Rakesh Kumar, who left school in 2008, makes no apologies for his efforts, including smuggling notes into the exam, hidden under his watch and in his socks.
“There weren’t many teachers or chairs, sometimes no electricity. I lost interest slowly, so I didn’t study,” Kumar, from Bihar, told AFP.
“Sometimes the invigilators wouldn’t care much, they turned a blind eye… that helped. Honestly, I had no choice. I had to cheat,” said Kumar, who earns 25,000 rupees ($400) a month running a store in east Delhi selling traditional Hindu ayurvedic health products.
For better-off students, cameras hidden in buttons, ties, pens and bras accompanied by Bluetooth technology are available online and in shops tucked away in the backstreets of Delhi’s old quarter.
“Sometimes kids come by to check out the items,” shopkeeper Rocky Binwal said, adding that his policy is “not to ask” questions.

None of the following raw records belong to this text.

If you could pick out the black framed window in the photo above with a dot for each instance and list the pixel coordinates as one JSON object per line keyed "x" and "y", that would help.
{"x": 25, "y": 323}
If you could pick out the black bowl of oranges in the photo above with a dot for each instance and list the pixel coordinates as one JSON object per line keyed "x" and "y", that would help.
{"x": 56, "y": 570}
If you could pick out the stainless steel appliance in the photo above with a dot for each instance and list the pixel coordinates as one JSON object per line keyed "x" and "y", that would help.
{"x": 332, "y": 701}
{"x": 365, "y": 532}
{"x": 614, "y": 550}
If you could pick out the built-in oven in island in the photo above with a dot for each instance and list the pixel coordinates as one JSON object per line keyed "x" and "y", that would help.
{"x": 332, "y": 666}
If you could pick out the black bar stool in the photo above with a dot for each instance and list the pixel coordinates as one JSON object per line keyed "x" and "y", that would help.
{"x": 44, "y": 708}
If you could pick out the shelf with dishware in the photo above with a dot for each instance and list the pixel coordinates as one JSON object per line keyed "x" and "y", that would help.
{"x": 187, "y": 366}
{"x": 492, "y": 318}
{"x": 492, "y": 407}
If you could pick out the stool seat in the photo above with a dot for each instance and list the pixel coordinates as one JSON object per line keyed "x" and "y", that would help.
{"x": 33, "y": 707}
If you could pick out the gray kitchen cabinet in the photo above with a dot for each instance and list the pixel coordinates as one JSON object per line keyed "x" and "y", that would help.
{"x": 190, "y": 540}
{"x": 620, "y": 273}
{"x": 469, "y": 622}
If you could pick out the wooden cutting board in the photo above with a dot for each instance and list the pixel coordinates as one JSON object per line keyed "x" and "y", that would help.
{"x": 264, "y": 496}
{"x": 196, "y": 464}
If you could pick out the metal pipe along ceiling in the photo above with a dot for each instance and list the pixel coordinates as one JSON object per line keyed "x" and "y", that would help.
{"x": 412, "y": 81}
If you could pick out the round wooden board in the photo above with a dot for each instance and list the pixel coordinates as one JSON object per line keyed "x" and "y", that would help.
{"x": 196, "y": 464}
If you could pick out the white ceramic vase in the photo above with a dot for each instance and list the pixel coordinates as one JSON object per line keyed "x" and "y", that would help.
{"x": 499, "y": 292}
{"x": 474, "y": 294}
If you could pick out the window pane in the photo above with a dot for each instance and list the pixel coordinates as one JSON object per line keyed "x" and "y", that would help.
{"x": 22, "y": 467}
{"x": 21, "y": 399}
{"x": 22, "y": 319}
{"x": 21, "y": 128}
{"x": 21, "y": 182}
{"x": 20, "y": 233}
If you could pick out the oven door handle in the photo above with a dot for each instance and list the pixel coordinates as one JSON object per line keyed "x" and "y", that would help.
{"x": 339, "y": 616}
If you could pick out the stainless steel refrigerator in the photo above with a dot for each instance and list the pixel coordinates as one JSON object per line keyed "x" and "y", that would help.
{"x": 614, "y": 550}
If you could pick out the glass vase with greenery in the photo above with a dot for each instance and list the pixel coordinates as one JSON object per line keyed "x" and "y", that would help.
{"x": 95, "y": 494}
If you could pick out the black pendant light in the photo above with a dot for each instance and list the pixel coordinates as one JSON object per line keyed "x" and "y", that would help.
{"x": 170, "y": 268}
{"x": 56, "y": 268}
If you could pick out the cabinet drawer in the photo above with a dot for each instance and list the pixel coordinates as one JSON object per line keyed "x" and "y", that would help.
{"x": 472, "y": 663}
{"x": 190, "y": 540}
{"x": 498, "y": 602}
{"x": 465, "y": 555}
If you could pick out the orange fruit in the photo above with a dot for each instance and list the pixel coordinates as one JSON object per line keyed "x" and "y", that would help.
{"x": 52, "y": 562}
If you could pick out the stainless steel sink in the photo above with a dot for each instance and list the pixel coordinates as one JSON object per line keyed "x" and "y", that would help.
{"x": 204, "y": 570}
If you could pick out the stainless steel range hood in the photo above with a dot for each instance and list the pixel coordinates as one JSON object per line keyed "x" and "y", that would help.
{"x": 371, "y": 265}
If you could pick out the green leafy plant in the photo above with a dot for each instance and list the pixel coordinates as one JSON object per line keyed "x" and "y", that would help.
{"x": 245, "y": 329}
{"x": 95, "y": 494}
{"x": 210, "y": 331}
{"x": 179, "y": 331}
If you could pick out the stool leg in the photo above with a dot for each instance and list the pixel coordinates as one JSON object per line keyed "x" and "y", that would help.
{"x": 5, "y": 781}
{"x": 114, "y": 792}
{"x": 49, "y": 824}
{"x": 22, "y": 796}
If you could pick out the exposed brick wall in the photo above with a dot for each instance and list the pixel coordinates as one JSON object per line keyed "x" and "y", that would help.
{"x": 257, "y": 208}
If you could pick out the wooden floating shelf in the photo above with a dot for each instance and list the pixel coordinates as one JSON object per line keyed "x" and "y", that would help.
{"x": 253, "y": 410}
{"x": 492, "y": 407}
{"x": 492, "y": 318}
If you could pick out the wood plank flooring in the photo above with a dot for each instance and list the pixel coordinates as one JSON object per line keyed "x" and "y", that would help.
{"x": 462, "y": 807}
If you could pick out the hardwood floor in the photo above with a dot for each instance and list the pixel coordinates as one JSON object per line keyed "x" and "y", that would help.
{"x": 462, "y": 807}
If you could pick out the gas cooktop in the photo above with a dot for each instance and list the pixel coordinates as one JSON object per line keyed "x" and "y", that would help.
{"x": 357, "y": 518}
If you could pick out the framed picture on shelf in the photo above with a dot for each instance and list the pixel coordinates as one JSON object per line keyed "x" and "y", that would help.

Prime Minister Narendra Modi, who swept to power last May, has called for a paradigm shift in education — from rote learning to modern, skills-based training.
“Our education apparatus cannot be one that produces robots. That can happen in a laboratory,” Modi said at a university event in December. “There has to be overall personality development.”
Education Minister Smriti Irani has vowed to increase spending on education from nearly four to six percent of GDP and pledged a new national policy by December that will link “education to employability”.
Experts applaud the promises but fear for the millions of young people on the verge of pouring into India’s job market.
Indian education research group Pratham published a survey in January that found half of 570,000 students surveyed could not read simple sentences or solve easy arithmetic after six years of schooling.
India has a literacy rate of 65 percent, lagging far behind neighbouring China, where the rate is 95 percent.
“We have students who don’t know the basics and that is frightening,” Ranajit Bhattacharya, Pratham’s communications head, told AFP.
Anand Kumar, who teaches maths to students from poor families in Bihar, said plenty of students were working hard against the odds, rather than resorting to cheating.
In a blog on the NDTV channel website shortly after the Bihar scandal, Kumar said teachers needed to work harder to help neglected students.
“Also, there needs to be a sense of shame that accompanies cheating — and not just when the person gets caught. It should not be considered the done thing.”